Object SparkSubmit中,创建了SparkSubmit实例

private[spark] class SparkSubmit extends Logging {

  import DependencyUtils._
  import SparkSubmit._

  // 执行Submit的方法
  def doSubmit(args: Array[String]): Unit = {
    // Initialize logging if it hasn't been done yet. Keep track of whether logging needs to
    // be reset before the application starts.
    // 初始化logging系统,并跟日志判断是否需要在app启动时重启
    val uninitLog = initializeLogIfNecessary(true, silent = true)

    // 调用parseArguments()解析参数,解析了提交的参数及spark配置文件
    val appArgs = parseArguments(args)

    // 参数不重复则输出配置
    if (appArgs.verbose) {
      logInfo(appArgs.toString)
    }

    // 匹配输入的执行请求,也就是提交,终止,请求状态和打印版本
    // 在解析的时候将执行状态封装到了SparkSubmitAction中,这里进行匹配
    // 如果没有执行状态,则SparkSubmitArguments默认设置为SparkSubmitAction.SUBMIT
    // 这里提交会进入submit()
    appArgs.action match {
      case SparkSubmitAction.SUBMIT => submit(appArgs, uninitLog)
      case SparkSubmitAction.KILL => kill(appArgs)
      case SparkSubmitAction.REQUEST_STATUS => requestStatus(appArgs)
      case SparkSubmitAction.PRINT_VERSION => printVersion()
    }
  }

 /**
   * 解析参数的方法
   * 这里首先进入了Object SparkSubmit重写的parseArguments()中
   * parseArguments其实就是SparkSubmitArguments类的实例,先创建了SparkSubmitArguments(args)实例
   * 而SparkSubmitArguments继承了SparkSubmitArgumentsParser抽象类
   * SparkSubmitArgumentsParser继承了SparkSubmitOptionParser
   * SparkSubmitOptionParser其实也是launcher.main中解析参数的OptionParser.parser()继承的父类
   * SparkSubmitArguments类中,定义了一堆参数,其实就是各种运行模式需要的参数。
   * 这里解析了submit所有模式需要的参数和spark默认配置
   */
  protected def parseArguments(args: Array[String]): SparkSubmitArguments = {
    new SparkSubmitArguments(args)
  }

  /**
   * Kill an existing submission using the REST protocol.

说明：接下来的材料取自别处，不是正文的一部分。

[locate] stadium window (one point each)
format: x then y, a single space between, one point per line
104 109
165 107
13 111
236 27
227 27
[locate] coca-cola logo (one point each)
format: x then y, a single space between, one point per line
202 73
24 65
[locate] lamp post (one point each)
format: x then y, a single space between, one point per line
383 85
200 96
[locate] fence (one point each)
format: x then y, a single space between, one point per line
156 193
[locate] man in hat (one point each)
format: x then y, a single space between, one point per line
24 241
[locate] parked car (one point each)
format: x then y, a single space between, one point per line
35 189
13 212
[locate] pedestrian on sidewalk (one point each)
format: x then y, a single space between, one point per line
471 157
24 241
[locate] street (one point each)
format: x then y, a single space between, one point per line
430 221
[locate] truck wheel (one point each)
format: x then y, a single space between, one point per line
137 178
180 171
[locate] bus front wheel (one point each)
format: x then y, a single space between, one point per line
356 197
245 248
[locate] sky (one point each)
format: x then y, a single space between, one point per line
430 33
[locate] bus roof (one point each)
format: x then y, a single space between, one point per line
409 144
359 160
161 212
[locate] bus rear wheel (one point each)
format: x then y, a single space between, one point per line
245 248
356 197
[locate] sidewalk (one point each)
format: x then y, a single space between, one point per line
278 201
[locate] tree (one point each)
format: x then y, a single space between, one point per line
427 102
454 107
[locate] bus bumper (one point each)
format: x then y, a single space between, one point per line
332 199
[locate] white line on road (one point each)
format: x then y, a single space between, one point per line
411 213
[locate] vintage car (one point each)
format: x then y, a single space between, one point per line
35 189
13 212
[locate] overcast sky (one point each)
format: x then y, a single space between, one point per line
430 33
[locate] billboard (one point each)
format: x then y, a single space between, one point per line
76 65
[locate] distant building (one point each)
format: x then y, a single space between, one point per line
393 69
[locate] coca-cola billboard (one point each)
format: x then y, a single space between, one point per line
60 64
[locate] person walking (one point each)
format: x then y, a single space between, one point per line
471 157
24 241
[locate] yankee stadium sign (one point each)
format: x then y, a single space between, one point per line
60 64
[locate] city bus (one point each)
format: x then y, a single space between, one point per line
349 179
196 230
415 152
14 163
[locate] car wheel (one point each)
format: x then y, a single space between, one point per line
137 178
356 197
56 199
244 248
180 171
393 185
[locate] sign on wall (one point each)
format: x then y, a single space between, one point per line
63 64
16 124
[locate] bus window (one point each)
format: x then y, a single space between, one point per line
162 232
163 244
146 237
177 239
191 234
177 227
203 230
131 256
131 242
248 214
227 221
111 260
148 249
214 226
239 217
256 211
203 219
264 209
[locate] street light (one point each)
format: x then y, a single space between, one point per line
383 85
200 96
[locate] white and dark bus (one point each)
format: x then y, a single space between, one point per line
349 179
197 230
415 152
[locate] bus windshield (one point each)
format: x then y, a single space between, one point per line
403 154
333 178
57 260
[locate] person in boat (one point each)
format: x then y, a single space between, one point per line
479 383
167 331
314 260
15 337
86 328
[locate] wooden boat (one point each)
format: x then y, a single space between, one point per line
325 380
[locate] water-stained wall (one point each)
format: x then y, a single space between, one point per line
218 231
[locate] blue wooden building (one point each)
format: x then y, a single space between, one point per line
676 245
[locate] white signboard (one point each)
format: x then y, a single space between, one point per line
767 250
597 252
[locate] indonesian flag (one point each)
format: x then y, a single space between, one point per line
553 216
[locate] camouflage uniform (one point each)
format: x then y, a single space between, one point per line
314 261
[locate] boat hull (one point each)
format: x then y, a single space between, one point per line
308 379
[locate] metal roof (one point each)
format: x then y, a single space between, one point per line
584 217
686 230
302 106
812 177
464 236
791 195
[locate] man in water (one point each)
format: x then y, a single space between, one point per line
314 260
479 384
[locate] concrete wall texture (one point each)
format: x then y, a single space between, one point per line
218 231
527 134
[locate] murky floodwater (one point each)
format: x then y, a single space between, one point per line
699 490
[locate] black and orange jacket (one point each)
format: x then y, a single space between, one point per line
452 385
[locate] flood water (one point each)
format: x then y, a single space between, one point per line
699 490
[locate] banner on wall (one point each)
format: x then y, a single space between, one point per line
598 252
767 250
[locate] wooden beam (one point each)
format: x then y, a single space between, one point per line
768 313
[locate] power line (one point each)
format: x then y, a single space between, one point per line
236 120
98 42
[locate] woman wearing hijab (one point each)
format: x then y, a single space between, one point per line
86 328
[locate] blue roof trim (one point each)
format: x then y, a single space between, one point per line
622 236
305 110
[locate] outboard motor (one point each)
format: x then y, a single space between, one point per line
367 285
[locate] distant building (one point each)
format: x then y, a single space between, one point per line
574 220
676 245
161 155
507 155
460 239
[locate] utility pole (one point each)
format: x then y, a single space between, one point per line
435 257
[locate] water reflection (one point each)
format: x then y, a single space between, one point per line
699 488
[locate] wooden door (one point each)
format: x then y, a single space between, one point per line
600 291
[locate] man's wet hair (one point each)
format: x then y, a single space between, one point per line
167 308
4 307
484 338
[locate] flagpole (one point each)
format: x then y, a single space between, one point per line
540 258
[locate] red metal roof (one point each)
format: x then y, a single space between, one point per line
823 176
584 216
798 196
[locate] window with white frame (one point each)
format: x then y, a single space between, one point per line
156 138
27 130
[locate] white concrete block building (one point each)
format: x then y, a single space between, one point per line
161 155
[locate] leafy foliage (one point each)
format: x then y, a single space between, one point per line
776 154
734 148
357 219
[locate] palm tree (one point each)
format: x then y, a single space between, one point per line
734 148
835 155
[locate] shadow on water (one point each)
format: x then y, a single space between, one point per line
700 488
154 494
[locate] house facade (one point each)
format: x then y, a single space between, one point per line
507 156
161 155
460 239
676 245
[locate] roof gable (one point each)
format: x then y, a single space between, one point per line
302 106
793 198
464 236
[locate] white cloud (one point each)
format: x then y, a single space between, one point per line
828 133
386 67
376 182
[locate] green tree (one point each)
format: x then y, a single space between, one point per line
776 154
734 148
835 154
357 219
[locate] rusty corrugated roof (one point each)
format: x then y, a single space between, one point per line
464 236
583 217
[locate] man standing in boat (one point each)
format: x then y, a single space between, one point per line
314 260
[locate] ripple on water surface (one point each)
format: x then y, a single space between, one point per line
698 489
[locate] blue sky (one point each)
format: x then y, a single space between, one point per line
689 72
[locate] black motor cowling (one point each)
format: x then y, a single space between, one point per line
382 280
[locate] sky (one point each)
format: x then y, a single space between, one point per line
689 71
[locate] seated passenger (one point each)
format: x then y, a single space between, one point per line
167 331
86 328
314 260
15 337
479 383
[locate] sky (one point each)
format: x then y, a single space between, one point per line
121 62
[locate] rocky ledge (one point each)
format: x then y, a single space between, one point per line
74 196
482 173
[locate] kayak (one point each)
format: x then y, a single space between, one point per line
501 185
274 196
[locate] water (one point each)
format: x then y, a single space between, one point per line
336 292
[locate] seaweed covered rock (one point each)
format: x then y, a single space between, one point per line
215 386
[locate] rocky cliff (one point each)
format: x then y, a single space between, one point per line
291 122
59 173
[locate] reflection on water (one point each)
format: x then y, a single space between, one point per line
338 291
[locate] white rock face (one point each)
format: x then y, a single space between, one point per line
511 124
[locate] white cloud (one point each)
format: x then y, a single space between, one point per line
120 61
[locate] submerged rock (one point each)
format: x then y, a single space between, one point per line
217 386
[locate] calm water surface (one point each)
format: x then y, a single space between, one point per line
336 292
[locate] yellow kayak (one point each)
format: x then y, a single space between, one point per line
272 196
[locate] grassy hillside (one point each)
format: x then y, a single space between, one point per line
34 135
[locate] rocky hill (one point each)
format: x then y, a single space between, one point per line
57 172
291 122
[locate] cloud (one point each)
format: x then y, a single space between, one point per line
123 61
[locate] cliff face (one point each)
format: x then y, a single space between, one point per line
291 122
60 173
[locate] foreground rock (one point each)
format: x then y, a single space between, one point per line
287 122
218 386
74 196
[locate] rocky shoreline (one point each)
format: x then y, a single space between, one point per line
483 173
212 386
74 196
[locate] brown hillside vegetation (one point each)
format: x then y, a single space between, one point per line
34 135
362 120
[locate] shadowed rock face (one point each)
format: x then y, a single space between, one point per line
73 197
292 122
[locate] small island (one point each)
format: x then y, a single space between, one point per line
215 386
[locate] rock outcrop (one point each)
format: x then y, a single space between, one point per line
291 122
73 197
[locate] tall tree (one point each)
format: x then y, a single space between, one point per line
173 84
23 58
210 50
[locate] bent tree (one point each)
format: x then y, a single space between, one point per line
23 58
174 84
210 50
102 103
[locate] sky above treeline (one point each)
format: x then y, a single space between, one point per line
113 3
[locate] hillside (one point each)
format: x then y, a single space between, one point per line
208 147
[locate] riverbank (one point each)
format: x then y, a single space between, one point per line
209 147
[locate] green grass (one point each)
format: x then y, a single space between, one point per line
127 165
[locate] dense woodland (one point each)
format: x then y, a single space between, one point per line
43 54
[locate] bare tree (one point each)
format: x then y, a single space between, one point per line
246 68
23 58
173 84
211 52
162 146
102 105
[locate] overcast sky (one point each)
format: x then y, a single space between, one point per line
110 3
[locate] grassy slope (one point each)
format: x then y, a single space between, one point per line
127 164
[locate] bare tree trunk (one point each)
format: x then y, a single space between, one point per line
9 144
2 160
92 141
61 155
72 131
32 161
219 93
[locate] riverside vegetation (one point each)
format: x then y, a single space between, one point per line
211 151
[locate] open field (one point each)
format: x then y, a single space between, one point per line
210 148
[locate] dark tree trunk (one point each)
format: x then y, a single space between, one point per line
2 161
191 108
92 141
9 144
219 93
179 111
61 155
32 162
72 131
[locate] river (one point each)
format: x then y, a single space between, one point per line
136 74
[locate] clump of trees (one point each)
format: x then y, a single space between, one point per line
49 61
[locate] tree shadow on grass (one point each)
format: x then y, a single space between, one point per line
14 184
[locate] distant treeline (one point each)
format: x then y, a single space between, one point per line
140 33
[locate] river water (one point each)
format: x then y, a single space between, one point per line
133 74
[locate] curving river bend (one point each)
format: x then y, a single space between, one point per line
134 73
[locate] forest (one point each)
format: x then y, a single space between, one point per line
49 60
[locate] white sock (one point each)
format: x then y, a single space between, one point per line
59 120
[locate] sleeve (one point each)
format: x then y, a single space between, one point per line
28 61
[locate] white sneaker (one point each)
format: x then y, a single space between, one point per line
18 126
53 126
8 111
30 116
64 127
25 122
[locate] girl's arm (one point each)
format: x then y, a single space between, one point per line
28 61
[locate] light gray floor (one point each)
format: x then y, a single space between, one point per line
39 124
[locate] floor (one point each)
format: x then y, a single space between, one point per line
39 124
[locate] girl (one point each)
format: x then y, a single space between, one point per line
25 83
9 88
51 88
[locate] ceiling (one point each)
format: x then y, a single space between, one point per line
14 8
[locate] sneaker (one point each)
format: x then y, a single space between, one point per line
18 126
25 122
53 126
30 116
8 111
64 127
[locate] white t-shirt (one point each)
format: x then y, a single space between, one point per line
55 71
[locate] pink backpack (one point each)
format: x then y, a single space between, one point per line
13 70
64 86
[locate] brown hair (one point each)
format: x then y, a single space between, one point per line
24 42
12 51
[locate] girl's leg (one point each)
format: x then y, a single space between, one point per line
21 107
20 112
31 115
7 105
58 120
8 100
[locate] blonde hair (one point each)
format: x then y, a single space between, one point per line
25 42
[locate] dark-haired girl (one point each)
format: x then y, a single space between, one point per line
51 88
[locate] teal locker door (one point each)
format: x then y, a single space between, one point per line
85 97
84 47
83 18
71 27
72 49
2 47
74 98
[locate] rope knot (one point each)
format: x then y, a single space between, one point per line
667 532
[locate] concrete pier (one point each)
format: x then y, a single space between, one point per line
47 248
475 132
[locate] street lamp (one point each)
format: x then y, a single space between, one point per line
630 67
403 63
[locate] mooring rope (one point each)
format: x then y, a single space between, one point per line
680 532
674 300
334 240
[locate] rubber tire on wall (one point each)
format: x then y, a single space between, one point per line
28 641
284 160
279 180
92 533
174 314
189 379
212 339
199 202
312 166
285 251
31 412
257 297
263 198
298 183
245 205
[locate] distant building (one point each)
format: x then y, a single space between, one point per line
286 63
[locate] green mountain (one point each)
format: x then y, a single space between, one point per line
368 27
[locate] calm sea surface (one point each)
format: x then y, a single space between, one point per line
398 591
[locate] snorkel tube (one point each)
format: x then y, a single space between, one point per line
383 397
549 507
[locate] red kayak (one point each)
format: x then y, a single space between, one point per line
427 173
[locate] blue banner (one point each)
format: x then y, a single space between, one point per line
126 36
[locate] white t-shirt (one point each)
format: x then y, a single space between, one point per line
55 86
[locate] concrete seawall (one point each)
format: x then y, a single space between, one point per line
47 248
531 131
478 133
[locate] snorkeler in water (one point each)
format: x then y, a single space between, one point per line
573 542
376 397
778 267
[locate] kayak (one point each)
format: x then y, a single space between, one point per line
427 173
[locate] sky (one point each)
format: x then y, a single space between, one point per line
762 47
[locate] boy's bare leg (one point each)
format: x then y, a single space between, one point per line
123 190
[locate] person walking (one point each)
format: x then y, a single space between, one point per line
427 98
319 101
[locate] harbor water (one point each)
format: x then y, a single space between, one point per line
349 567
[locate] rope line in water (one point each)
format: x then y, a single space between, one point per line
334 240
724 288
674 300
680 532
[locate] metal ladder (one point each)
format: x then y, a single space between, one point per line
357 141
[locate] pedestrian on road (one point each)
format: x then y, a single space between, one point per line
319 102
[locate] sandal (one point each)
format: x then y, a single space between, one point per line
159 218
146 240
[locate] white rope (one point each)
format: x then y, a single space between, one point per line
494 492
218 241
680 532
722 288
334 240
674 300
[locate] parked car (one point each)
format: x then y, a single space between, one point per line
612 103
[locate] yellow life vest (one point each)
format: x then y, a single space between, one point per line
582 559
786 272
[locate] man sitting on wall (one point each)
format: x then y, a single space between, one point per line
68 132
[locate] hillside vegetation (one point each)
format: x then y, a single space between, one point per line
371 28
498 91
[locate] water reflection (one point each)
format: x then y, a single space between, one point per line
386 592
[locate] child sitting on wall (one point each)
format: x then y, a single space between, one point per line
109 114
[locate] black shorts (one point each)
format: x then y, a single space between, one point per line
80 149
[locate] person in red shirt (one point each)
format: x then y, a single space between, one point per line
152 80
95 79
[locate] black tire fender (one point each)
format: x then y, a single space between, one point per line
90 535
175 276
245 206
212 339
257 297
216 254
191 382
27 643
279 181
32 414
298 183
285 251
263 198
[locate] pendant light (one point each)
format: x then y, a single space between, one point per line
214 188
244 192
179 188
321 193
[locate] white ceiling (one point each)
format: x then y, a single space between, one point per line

Standalone and Mesos cluster mode only.
   */
  // 终止Submit,只有Standalone和Mesos模式有用
  private def kill(args: SparkSubmitArguments): Unit = {
    new RestSubmissionClient(args.master)
      .killSubmission(args.submissionToKill)
  }

  /**
   * Request the status of an existing submission using the REST protocol.
   * Standalone and Mesos cluster mode only.
   */
  // 请求状态,只有Standalone和Mesos模式有用
  private def requestStatus(args: SparkSubmitArguments): Unit = {
    new RestSubmissionClient(args.master)
      .requestSubmissionStatus(args.submissionToRequestStatusFor)
  }

  /** Print version information to the log. */
  // 打印版本信息
  private def printVersion(): Unit = {
    logInfo("""Welcome to
      ____              __
     / __/__  ___ _____/ /__
    _\ \/ _ \/ _ `/ __/  '_/
   /___/ .__/\_,_/_/ /_/\_\   version %s
      /_/
                        """.format(SPARK_VERSION))
    logInfo("Using Scala %s, %s, %s".format(
      Properties.versionString, Properties.javaVmName, Properties.javaVersion))
    logInfo(s"Branch $SPARK_BRANCH")
    logInfo(s"Compiled by user $SPARK_BUILD_USER on $SPARK_BUILD_DATE")
    logInfo(s"Revision $SPARK_REVISION")
    logInfo(s"Url $SPARK_REPO_URL")
    logInfo("Type --help for more information.")
  }
}

 submit()

通过匹配会进入submit(),先准备运行环境,然后调用doRunMain(),再调用runMain()。

  /**
   * Submit the application using the provided parameters.
   *
   * This runs in two steps. First, we prepare the launch environment by setting up
   * the appropriate classpath, system properties, and application arguments for
   * running the child main class based on the cluster manager and the deploy mode.
   * Second, we use this launch environment to invoke the main method of the child
   * main class.
   */
 /** 
   * 通过匹配SUBMIT执行的submit()
   * 如上所说,分成两部
   * 首先是根据不同调度模式和yarn不同模式,导入调用类的路径,默认配置及输入参数,准备相应的启动环境
   * 然后通过对应的环境来调用相应子类的main方法
   * 这里因为涉及到重复调用,所以采用了@tailrec尾递归,即重复调用方法的最后一句并返回结果
   * 即:runMain(childArgs, childClasspath, sparkConf, childMainClass, args.verbose)
   */
  @tailrec
  private def submit(args: SparkSubmitArguments, uninitLog: Boolean): Unit = {

 /** 先准备运行环境,传入解析的各种参数
   * 这里会先进入
   * lazy val secMgr = new SecurityManager(sparkConf)
   * 先初始化SecurityManager后,再进入prepareSubmitEnvironment()
   * prepareSubmitEnvironment()代码比较长,放到最下面去解析
   */
    val (childArgs, childClasspath, sparkConf, childMainClass) = prepareSubmitEnvironment(args)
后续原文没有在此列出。